After a few months of silence, the notorious ransomware operation known as Revil or Sodinokibi has returned to life and is once again attacking new victims.

The first signs of the group’s activity were spotted last week, when the servers of the REvil ransomware gang came back online after nearly two months of shutdown following a large-scale ransomware attack against the US-based software company Kaseya that impacted 60 MSPs and over 1,500 businesses in July. The hackers exploited a zero-day vulnerability (CVE-2021-30116) in the Kaseya VSA remote management platform to deploy ransomware to hundreds of IT management companies running Kaseya’s software.

The REvil ransomware gang then demanded $50 million for a universal decryptor for all Kaseya victims, however, the company later announced that it received the decryptor from a “trusted third party”.

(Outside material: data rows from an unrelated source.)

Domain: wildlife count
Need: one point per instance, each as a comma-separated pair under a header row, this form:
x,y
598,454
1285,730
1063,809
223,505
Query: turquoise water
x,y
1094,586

The ransomware attack caught the attention of the media and the law enforcement authorities that increased pressure on the group. On July 13, REvil shut down their infrastructure and went silent.

However, on September 7, the REvil’s dark web leak site, also known as the Happy Blog, as well as the group’s Tor payment/negotiation portal came back online. Two days later, on September 9, a new REvil malware sample was uploaded to VirusTotal.

According to a new group’s representative who goes online as ‘REvil’, the gang temporarily shut down its operations after the previous REvil’s representative known as ‘Unknown’ disappeared prompting concerns that he was arrested and servers were compromised.